A case study at Sacramento Municipal Utilities District (SMUD)
A recent SEPA report, Beyond the Meter: Planning the Distributed Energy Future Volume II , discusses how one utility, SMUD, tackled this challenge. The report set out a step-wise approach to planning:
- Customer DER Potential and Adoption Forecast
- Distribution Impact Modelling
- Bulk Level Impact Modelling
- Financial Impact Modeling
The first step was to forecast which individual customers will adopt DERs (and what type of DER), where and when they will adopt them, and how adoption might change their usage behavior. SMUD used NREL’s Systems Advisor model, excel and proprietary models to determine the technical and economic potential of their forecast, which included energy efficiency, CHP, PV, EVs and energy storage. Since the report, SMUD has been working with a vendor to create a more comprehensive forecast, using machine learning to improve adoption models.
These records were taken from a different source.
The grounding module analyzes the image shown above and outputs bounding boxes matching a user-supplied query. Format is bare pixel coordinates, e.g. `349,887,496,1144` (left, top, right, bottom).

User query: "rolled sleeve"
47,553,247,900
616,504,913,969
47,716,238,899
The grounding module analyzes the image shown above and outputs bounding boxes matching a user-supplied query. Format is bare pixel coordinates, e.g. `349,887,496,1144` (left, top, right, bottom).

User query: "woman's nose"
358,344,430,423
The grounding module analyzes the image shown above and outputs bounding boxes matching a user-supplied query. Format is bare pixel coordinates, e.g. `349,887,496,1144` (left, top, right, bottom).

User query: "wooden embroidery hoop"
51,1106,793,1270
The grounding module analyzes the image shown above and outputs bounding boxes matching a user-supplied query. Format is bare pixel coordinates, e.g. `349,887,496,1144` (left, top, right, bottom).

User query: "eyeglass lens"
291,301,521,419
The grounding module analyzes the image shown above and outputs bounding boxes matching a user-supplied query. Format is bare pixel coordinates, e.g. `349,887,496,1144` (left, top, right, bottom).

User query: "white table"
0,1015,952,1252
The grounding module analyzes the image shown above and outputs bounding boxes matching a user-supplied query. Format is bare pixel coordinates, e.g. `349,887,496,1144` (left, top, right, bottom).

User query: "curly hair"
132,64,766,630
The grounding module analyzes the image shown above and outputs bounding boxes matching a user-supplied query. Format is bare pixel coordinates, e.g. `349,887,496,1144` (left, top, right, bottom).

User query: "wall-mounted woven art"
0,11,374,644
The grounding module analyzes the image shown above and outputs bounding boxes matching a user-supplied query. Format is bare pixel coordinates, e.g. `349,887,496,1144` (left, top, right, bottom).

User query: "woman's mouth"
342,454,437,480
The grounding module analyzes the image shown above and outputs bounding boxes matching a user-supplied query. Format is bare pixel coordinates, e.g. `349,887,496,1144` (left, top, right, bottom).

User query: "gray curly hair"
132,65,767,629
Distribution impact modeling provided insight into potential grid performance, helping SMUD to understand how DERs may affect the grid at the feeder level, as well as downstream of the feeder level. By modeling power flow for a subset of substations using a commercially available grid simulation platform, the utility could better understand the most cost effective ways to bolster their system.
Then there was the question of how high-DER penetration would offset the need for traditional generation sources (for SMUD this was hydro power and natural gas generation). SMUD used a commercially available production cost modeling tool to simulate the impact on bulk-level energy, capacity, dispatch and emissions.
Lastly, financial impact modeling got to the question that near and dear to the hearts of many: what is the monetary value of DERs at various locations on the grid? If SMUD wanted to encourage more DERs in constrained locations, what incentives or new rate structures would motivate customers to install them?
Connecting the dots is not straightforward
The process was largely instructive, giving SMUD a good understanding of the implications of DER on their business. However, there was a lot of heavy lifting involved. Each step involved multiple analyses and there was no easy way to feed the results from one step to another.
Other utilities are also seeing limitations in the tools available for DER planning. There are a lot of missing pieces; many models are proprietary, Excel-based, and not easily replicable, for example. Regulators do not always agree on which methodologies should be used. These and other factors put many utilities in a position where they are forced to rely on professional services firms that work with different proprietary and non-proprietary engineering and economic models to pull everything together.
For now, the critical gaps are in adoption forecasting and distribution planning. DER load profiles are no longer predictable, making traditional load forecasting obsolete. Although a handful of research organizations are stepping up to the challenge. (note EPRI’s response to the utilities’ demand for completely new methodologies, models and approaches for load forecasting), these models remain nascent.
For distribution planning, the attention needs to go to the secondary circuit level and in some instances, the sub-hourly level. Residential customer adoption of DERs requires utilities to address the need for added capacity (with EVs) or mitigation of voltage, back-feed or power quality issues (with intermittent generation).
The big question is whether analytics maturity will develop fast enough to help utilities prepare. In Europe, forecasts have fallen short. Utilities there are handling unexpected DER impacts by shoring up situational awareness capabilities of distribution operating systems.
Are DER-heavy utilities being held captive by technology limitations? How can next-generation analytics like machine learning and artificial intelligence be used alongside engineering and economic models to leapfrog efforts? What do you think?